So.
Two updates in a week! What?!
Originally this chapter was the second half of the last chapter, so if it's a little disjointed, that would be why. Let's hope that isn't the case. If it is - eep! - I'm sorry.
Thanks again for all the reviews, PMs and your all-around awesomeness. It's so very much appreciated.
Lots of love,
ssg.x.
CHAPTER 22
ALWAYS, EVER, ONLY
Kristoff looked out one of the tiny windows from inside the dank cellar he and Anna had been escorted to (or dragged to, in Anna's case). There were about half a dozen guards keeping watch over the small house they'd been stashed in. Two guards stood by the cellar door, and another two paced in front of the two windows. The latter were there for Anna's benefit – Kristoff was far too large to even think about trying to crawl through one of the windows, but Anna was just the right size and as slippery as an eel. He wouldn't put it past her to make an attempt to escape, and neither had Elsa, which is why they were locked up in this cellar in the first place.

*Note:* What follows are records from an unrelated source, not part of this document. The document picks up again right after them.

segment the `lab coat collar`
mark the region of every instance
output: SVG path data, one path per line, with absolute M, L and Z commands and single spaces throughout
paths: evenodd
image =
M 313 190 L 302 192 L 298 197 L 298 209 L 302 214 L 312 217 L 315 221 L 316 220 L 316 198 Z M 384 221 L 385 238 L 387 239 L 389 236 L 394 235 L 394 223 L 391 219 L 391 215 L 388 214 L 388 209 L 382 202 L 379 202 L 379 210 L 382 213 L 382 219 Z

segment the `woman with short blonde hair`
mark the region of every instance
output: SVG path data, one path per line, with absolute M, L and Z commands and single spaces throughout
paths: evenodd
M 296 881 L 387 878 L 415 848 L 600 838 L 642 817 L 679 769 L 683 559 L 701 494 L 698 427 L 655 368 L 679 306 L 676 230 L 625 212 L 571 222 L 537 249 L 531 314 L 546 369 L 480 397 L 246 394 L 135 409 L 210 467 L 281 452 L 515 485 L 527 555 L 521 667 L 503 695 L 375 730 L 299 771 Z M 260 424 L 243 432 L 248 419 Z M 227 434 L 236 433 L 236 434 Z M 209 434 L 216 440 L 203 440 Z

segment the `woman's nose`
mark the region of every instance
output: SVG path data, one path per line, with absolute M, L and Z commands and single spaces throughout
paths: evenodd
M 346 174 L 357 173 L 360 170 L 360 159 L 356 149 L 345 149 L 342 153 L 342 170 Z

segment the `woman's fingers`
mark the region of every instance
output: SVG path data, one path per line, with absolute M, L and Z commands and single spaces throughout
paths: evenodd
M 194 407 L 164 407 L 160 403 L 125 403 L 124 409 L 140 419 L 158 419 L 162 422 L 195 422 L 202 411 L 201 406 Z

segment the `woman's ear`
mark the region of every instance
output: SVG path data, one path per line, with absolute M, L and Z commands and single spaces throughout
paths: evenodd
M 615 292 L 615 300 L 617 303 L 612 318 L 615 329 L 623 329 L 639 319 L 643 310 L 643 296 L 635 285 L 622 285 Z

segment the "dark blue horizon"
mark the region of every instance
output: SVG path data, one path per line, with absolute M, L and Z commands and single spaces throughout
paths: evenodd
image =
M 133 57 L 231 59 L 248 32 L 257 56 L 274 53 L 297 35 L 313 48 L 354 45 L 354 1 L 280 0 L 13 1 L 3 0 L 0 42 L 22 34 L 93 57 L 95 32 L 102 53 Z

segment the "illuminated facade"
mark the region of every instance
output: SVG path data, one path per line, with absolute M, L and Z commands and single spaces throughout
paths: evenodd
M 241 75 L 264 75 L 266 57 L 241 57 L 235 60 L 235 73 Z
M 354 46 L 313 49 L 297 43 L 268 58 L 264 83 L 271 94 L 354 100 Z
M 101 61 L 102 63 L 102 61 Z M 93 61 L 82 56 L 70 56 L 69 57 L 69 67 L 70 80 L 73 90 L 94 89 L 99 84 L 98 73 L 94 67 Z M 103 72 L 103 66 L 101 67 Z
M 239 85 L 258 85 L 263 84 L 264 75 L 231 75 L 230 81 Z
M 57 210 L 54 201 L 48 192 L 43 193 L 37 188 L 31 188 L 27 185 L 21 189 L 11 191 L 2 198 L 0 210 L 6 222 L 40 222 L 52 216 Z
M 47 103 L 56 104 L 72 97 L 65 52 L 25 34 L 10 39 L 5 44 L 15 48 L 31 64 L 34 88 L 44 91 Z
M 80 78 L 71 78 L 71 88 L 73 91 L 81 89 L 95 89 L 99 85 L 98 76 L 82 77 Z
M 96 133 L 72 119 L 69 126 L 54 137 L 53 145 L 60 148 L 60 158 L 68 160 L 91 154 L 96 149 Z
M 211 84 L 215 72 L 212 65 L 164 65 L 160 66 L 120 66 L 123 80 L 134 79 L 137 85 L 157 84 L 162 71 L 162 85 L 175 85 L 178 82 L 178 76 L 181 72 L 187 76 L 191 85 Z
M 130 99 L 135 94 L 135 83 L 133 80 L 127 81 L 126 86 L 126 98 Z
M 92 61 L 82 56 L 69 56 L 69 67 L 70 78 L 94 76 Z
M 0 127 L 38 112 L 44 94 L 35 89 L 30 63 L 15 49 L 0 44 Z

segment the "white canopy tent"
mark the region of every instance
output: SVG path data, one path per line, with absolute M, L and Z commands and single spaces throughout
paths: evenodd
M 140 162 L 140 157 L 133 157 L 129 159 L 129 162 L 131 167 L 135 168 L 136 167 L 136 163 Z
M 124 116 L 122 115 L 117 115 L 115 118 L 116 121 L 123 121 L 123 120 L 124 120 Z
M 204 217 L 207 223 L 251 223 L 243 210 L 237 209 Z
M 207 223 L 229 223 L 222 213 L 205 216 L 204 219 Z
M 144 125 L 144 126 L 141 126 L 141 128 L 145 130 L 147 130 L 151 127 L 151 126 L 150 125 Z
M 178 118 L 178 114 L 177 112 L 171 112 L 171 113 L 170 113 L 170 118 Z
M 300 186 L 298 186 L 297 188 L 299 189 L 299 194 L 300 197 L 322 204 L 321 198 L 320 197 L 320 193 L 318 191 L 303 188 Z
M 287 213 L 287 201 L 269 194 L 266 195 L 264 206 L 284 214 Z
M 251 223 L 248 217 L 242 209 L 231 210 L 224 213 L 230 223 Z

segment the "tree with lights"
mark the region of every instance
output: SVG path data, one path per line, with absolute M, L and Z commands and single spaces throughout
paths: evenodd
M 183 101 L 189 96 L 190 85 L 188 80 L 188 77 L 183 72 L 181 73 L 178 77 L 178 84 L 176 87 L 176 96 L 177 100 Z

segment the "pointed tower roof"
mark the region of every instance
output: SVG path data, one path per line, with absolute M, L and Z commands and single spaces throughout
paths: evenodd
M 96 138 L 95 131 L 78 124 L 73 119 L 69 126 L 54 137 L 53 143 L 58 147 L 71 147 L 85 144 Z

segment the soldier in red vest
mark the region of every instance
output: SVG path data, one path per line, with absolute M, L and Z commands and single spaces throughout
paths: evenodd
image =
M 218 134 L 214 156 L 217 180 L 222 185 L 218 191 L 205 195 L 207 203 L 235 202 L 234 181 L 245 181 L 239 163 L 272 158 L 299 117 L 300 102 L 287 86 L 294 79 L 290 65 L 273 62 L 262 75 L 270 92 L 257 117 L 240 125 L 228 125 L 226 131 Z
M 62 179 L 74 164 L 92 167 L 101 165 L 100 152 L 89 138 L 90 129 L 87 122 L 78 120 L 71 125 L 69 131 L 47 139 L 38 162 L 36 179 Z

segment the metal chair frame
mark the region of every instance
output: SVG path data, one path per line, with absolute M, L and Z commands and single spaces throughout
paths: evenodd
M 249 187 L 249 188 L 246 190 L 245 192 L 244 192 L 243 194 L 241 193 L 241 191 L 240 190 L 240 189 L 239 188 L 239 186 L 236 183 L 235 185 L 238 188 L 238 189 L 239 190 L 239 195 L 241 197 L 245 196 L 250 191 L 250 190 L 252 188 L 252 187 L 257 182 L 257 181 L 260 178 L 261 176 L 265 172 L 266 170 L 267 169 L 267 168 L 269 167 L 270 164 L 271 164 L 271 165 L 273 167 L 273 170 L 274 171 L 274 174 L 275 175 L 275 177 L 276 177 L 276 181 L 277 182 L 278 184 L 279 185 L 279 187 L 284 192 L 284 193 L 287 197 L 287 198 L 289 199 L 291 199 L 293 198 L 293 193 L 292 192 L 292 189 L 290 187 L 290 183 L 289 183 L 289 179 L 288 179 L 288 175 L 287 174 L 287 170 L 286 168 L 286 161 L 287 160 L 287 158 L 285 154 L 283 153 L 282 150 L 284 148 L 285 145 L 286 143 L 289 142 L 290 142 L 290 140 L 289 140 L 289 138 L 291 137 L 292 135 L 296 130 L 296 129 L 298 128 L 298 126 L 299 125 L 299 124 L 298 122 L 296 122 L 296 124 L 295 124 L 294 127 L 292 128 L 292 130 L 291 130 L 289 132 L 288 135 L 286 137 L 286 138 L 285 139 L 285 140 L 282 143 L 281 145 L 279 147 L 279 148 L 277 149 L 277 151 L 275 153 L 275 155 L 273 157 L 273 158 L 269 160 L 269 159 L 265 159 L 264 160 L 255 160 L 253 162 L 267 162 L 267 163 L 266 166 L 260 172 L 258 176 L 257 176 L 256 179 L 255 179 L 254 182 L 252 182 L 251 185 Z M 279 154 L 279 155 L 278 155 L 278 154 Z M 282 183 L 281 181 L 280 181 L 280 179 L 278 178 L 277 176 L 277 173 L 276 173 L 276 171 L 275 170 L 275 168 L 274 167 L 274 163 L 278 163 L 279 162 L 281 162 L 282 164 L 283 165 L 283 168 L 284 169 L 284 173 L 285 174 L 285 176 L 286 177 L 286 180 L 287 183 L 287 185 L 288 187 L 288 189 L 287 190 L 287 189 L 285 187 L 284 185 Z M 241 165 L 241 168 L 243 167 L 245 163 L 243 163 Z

Anna was sitting in the corner of the cellar on a large vat of fermenting cider. Both her hands were occupied with holding up a hank of yarn to feed to Gerda's knitting project – a blanket for her brother's new grandson. Kristoff was silently grateful that Gerda had thought to bring along something for the two of them to occupy their hands with. They chatted quietly with each other, and he even heard Anna laugh a couple of times.
"Maybe I'll be making a blanket like this for your little one soon," Gerda said quietly to her. Kristoff turned his head quickly to look at them, blushing furiously. Anna did the same.
"So I still don't see any snow," Kristoff said, desperately wanting to change the subject. "Just soldiers' feet. That's a good thing, isn't it?"
"I guess," Anna said softly. "Do you think they're still talking? I feel like we've been down here forever."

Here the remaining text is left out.